In contrast, Codex (specifically in its "Ultra" setting, which allowed it to burn a tremendous number of tokens and gain extensive context from Nate's Slack and files) took a more narrow and shape-focused approach. Codex identified the problem of ensuring Content Package Handoff Preflight, a deterministic readiness check for completed content packages. This involved checking package shape and readiness, but not semantic meaning. While Codex successfully built a functional automation that was quick and efficient (one run, zero issues), Nate noted it was a typically Codex-flavored definition of the problem. It focused on the form of the problem rather than its deeper strategic implication. This highlights a key "con with Codex": when given an open-ended problem space, it tends to keep itself bounded, even with immense computational resources. It picks problems it can easily "wrap its arms around," focusing on readiness rather than semantic alignment.
Nate emphasizes that this is not a benchmark to declare one AI superior overall, but a case study revealing their differing strengths. Fable's strategic thinking is crucial for identifying high-leverage opportunities, guarding the start of the workflow. Codex, with its efficiency and dependability, is excellent for executing bounded tasks, acting as a handoff gate. The ideal scenario involves using both: Fable for discovery and strategic problem identification, and then potentially Codex for efficient and cheaper execution of the resulting automation.

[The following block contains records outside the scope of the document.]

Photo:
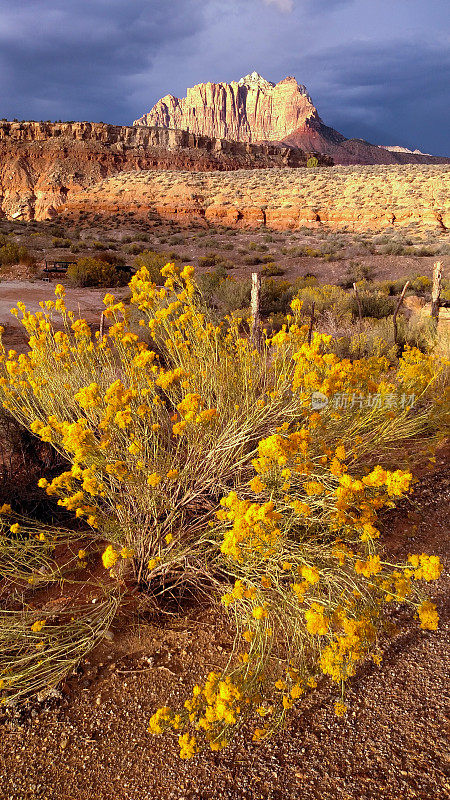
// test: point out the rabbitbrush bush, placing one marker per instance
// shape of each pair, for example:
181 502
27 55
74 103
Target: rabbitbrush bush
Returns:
200 461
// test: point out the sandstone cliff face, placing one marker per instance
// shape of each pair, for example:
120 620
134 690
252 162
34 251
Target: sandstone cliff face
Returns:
249 110
255 110
357 198
43 164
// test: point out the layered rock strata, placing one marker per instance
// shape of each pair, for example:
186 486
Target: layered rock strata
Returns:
42 165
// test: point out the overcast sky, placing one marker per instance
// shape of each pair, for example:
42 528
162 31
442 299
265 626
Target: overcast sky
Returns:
376 69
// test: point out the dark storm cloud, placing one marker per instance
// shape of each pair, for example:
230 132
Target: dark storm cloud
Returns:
75 59
376 70
388 95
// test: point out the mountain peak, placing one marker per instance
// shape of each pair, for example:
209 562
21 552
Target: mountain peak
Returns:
255 79
249 110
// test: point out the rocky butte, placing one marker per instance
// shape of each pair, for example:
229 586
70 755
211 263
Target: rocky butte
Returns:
256 110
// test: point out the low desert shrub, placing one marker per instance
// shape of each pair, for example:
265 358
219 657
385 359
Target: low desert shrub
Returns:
95 272
356 273
202 461
272 270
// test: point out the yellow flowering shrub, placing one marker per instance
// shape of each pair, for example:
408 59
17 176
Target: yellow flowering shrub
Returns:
194 454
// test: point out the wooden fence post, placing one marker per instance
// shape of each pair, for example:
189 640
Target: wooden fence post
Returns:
102 326
255 304
397 309
311 324
436 291
358 300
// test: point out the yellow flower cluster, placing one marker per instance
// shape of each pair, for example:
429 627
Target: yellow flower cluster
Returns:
426 568
254 528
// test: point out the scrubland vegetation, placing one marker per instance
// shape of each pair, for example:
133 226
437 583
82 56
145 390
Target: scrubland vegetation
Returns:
200 463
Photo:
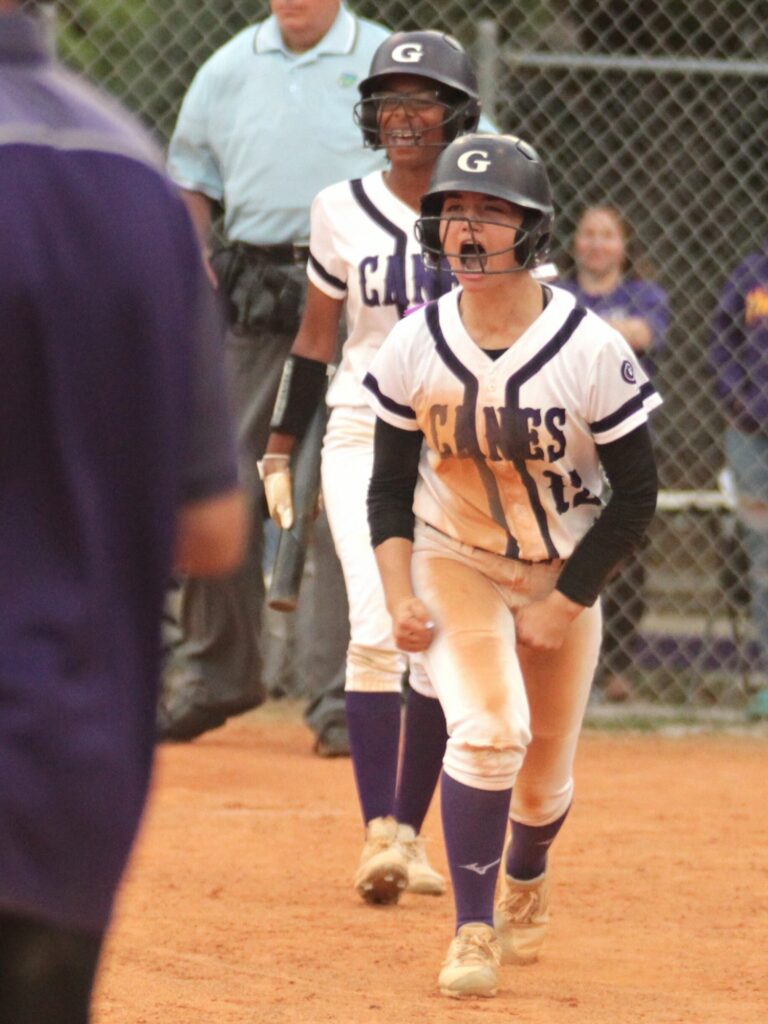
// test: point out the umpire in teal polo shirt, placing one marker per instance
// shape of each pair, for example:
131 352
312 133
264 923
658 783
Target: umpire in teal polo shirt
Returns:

To help others leverage these insights, Nate developed a reusable skill called "Automation Discovery and Build." This skill is designed to: 1) Map available work surfaces, 2) Observe repeated human glue (hidden work), 3) Qualify three candidates for automation, and 4) Build and prove one winner. The key takeaway is to "Ask the AI to find the job before naming the tool." This approach empowers users to uncover their own hidden automation backlogs—the "repeated human glue" appearing across chat (Slack), tracking (Linear handoffs), and artifacts (email and docs rework). By feeding their unique data fingerprints to an AI, users can gain a tailored automation solution, effectively creating a "magic easy button" for their business. This skill also incorporates safeguards, allowing users to define boundaries (like excluding personal Slack channels), ensuring responsible and controlled AI use. The ultimate goal is to leverage AI's non-deterministic nature to launch effective, automagic skills that audit unique user fingerprints, building neatly tuned automation solutions for the most pressing problems, while using cheaper execution engines (like Ringr, which Nate mentions as cheaper than Fable) for the final implementation.